By Richard Gantt
Here are some thoughts and guidelines for writing your MFA thesis paper. First of all, it will be useful to you if you have a clear idea of your paper's importance in the scheme of things.
Since we stress your studio work – its evolution, production, content, formal and technical concerns, and its exhibition – it is tempting to undervalue the written paper. However, since the MFA is an academic degree, the paper is the formal record of your accomplishments toward that degree. In fact, in the future, it will quite likely be the sole record of your efforts. The works themselves will scatter after the exhibition closes. Their number will diminish as time passes. The slides that you so carefully prepare and submit have a short life by archival standards. Your paper, due to its exacting standards of production and professional maintenance in the library, is likely to be what lives beyond the collected and individual works, the slides, and even you.
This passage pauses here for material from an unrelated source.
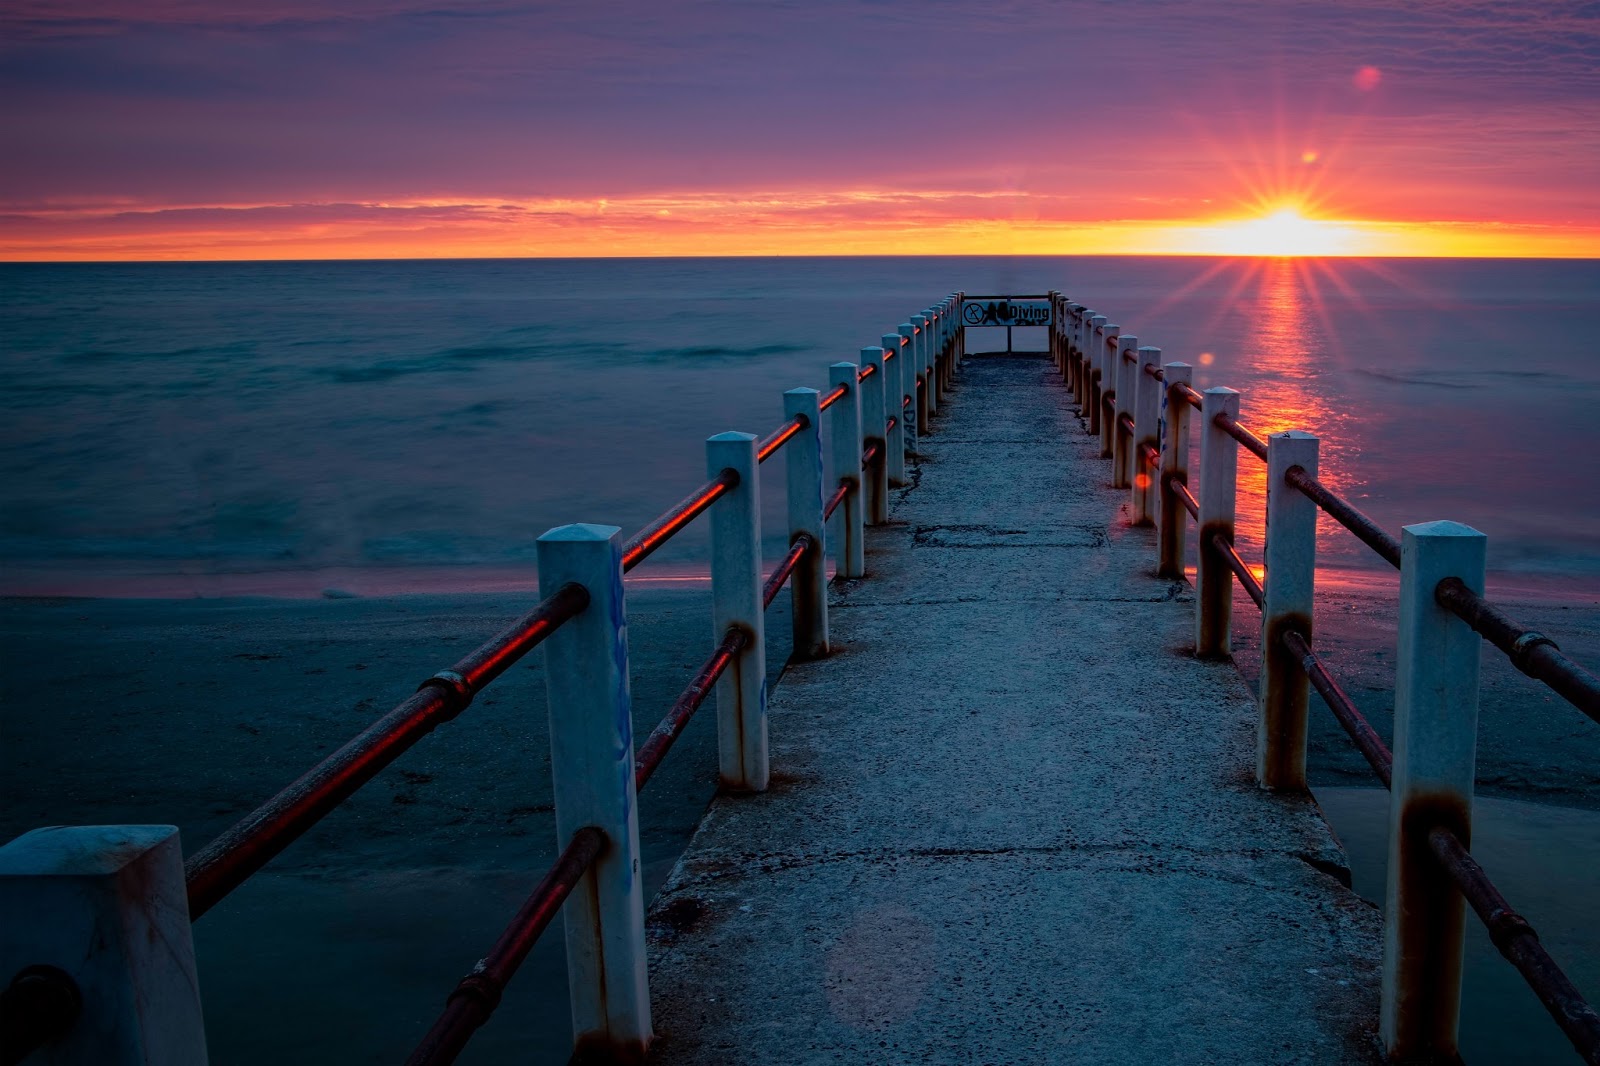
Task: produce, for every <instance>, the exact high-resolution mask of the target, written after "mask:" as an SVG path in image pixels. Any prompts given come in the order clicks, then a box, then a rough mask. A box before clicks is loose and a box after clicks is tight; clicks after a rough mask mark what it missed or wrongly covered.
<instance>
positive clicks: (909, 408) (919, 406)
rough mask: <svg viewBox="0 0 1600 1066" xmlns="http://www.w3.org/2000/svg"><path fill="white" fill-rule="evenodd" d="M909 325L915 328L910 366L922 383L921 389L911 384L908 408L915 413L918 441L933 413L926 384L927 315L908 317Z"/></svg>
mask: <svg viewBox="0 0 1600 1066" xmlns="http://www.w3.org/2000/svg"><path fill="white" fill-rule="evenodd" d="M910 323H912V325H914V327H917V331H915V333H914V335H912V354H914V359H912V365H914V367H915V368H917V379H918V381H922V387H920V389H917V387H915V383H912V389H914V392H912V395H914V397H915V399H914V400H912V405H910V408H907V410H912V411H915V413H917V439H918V440H920V439H922V437H923V434H926V432H928V415H931V413H933V397H931V395H930V392H931V389H930V384H928V315H923V314H915V315H912V317H910Z"/></svg>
Recently a researcher came to this campus to find out about an artist and writer of international reputation who received her MFA here in 1952. The work that constituted the thesis is now gone. The faculty who taught the artist are all dead. The written thesis is the surviving witness to the artist's early involvement in the arts and her first professional experience. So perhaps with this in mind, it is easier to gauge the significance of your paper and the care you will want to take with it.
The Graduate School provides guide sheets for its requirements for written submissions. Even if someone else is typing your work or putting it into the proper format, get your own copy of the requirements from the Graduate School. Read it for yourself and see that its standards are followed. If your paper fails to meet any of these standards it will be rejected. They WILL check your paper, and their standards and deadlines are not flexible.
Writing about nonverbal work can be exasperating, but there are simple ways to start which will help you. It is reasonable to divide your attention on your art into areas that you will want to comment upon. What is important? – media, formal properties (size, scale, color, texture, line, shape, space, etc.), subject, autobiographical aspects? If you describe your art by keeping your observations focused on topics you will be a long way toward completing the main labor involved in the production of your paper. Each topic will cover a significant aspect of your art, and together they will form the paragraphs that will give your paper structure and needed clarity. Remember, you are writing for others. If your readers find that they cannot trust your paper because it is unfocused, rambling or contradictory, they are not likely to trust that your art has any consequence. You wouldn't either if you were encountering the material for the first time in someone else's paper.